Yes, happy to. This past quarter, we saw a drop-off in repayment volume compared to past quarters, but I wouldn't take that as indicative of the repayment trend. There is some impact from macroeconomic noise and uncertainty, but we still expect repayments will return to a level similar to the late part of '24, which should result in elevated repayments for the year.
Brannon, I think already in the first two weeks of April, we've seen six RESG loans payoff, totaling $250 million to $300 million. Most of these were expected to pay off in Q1, but the closings just took a few more weeks than anticipated.
That's correct. Five of those six paid off in the first three days of the month. Point well made.
Thanks for all the color. And regarding buybacks, are the capital ratios being kept flat with expectations on how you manage CET1 through buybacks?
Yes, that's correct. Our CET1 ratios have been relatively flat, but we would be willing to let CET1 decrease slightly when there are compelling values like today. We believe our patience with share repurchase authorization is paying off, and we can utilize opportunities to buy back shares effectively.
Great. Thank you very much for taking my questions.
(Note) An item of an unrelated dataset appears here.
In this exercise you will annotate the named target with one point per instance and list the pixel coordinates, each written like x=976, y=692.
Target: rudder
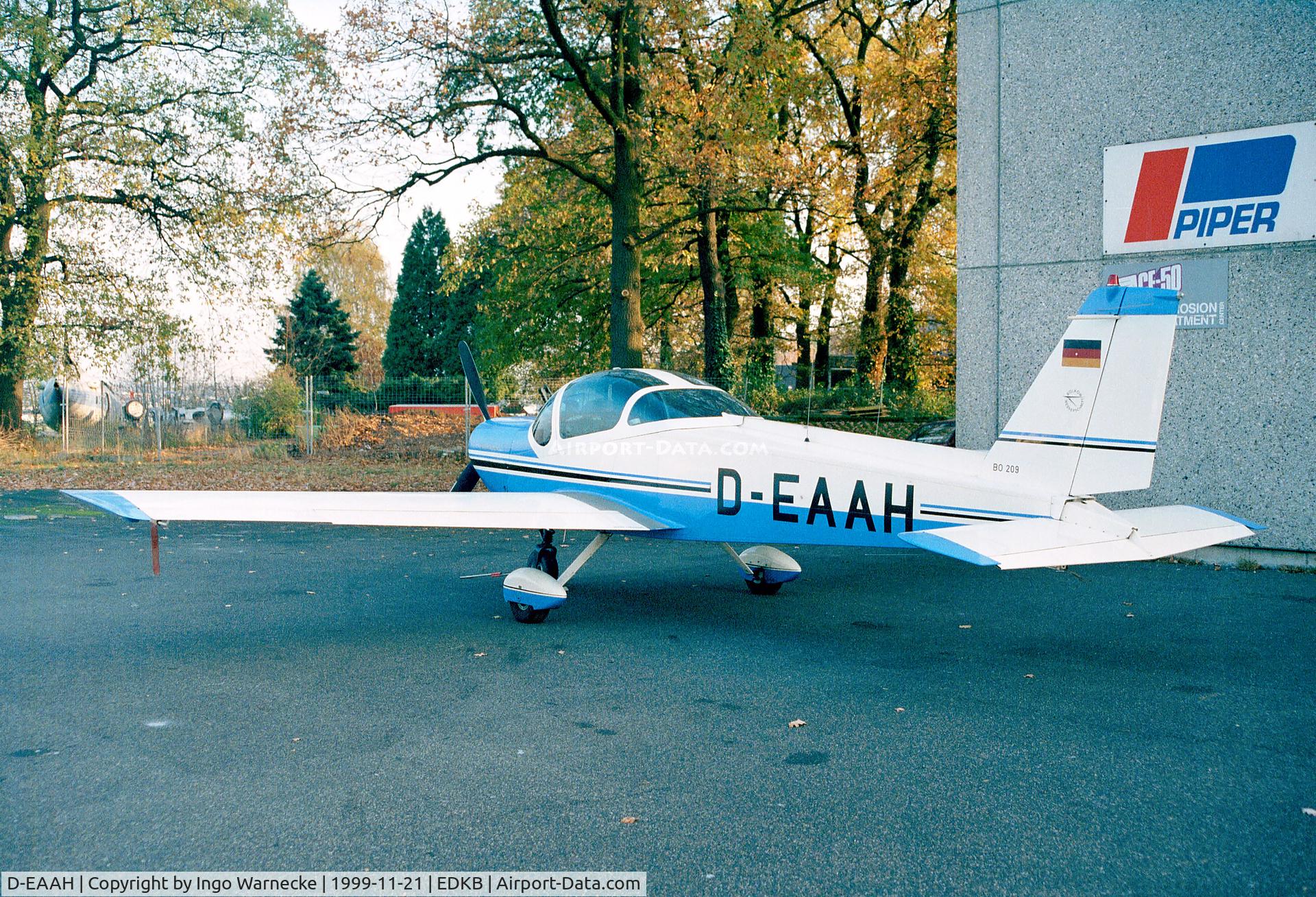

Our next question comes from Timur Braziler with Wells Fargo. Your line is open. Please go ahead.
Hi, good morning.
Good morning.
I wanted to circle back on the Chicago exposure and the relationship with Sterling Bay. Given the complexity of land development, how are you thinking about the other loans you have with Sterling Bay in addition to those in Lincoln Yards?
Brannon, you want to take that?
Sure, Timur. Each of those loans is unique; we've structured them considering different project types, leasing activities, and capital involvement. It's not our practice to broad-brush a situation like this across similar sponsorship names.
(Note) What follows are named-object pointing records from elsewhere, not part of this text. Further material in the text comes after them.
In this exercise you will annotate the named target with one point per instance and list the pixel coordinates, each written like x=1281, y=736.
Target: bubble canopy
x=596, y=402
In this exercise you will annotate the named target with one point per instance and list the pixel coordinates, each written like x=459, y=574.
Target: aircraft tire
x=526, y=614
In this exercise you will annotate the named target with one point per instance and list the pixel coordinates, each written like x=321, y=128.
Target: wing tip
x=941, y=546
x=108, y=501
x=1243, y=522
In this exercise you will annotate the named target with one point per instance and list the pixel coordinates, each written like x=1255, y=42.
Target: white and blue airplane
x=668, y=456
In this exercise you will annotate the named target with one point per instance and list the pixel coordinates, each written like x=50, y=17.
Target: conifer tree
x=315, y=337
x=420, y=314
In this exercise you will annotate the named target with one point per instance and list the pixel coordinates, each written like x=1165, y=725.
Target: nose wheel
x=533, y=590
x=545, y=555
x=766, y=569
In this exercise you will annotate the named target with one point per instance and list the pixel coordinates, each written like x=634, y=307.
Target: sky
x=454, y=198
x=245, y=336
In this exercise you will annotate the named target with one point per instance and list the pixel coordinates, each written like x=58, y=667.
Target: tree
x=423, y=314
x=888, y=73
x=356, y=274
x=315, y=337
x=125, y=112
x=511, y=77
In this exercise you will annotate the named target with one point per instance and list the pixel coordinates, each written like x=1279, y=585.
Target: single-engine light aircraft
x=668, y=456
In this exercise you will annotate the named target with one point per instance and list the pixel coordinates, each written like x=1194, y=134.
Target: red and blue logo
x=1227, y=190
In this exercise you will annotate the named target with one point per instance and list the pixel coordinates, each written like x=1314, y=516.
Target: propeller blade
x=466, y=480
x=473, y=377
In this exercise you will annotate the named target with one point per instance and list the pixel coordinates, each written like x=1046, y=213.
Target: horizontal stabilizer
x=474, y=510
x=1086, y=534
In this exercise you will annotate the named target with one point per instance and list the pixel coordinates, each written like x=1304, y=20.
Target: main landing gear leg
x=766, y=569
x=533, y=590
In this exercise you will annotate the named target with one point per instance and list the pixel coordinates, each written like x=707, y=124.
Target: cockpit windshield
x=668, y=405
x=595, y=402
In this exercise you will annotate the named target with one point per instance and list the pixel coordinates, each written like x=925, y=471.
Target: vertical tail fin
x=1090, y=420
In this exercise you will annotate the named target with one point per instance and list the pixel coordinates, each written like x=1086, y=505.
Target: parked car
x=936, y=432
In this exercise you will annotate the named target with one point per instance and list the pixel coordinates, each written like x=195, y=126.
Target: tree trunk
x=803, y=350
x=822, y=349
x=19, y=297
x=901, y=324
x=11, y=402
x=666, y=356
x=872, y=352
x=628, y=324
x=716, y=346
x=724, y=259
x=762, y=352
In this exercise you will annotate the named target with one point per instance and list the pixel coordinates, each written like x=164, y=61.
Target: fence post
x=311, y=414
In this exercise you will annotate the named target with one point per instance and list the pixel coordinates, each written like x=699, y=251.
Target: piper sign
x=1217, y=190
Thanks. Regarding the remaining loans in Lincoln Yards, how are you viewing the development considering the city's involvement?
There’s significant potential in this asset, and the city's engagement is seen as positive. A strong developer with the capability to navigate the city's requirements will be essential, and this collaboration is necessary for the project's success.
Thank you. Just one follow-up on the growth and diversification strategy. Do your growth rates still make sense amid the current uncertainty?
We believe our growth and diversification strategy remains right. Our team is experienced and committed to preserving asset quality. This strategy should contribute positively to both company health and stock performance.
A fair question—our pursuits in CIB are centered on good opportunities. We're carefully monitoring macroeconomic factors and ensuring the companies we lend to are well-established and resilient. To mitigate risks, we do not engage in leveraged lending, favoring enterprise value lending.
Great. Thank you.
Our last question comes from the line of Brian Martin with Janney. Your line is open. Please go ahead.
Hey, good morning, guys.
Good morning, Brian.
If we could touch on the current reserves and outlook given the volatility? Any considerations for increasing reserves based on recent developments?
There has been a progressive array of risks we've been addressing, and we've built our ACL conservatively to cover potential challenges. We've seen our customers perform well despite these risks, and we remain committed to adjusting as necessary. The build of our ACL this quarter reflects this commitment.
During the previous quarter, we shifted our weightings toward more downside scenarios, anticipating various economic developments. We will continue to carefully assess these in our calculations.
Thank you for your answers.
Thank you.
This concludes today's question-and-answer session. I would like to turn the conference back over to George Gleason, Chairman and CEO, for closing remarks.
Thank you all for joining us today. We appreciate the questions and your interest in Bank OZK. We look forward to speaking with you in about 90 days.
This concludes today's conference call. Thank you for participating. You may now disconnect, everyone.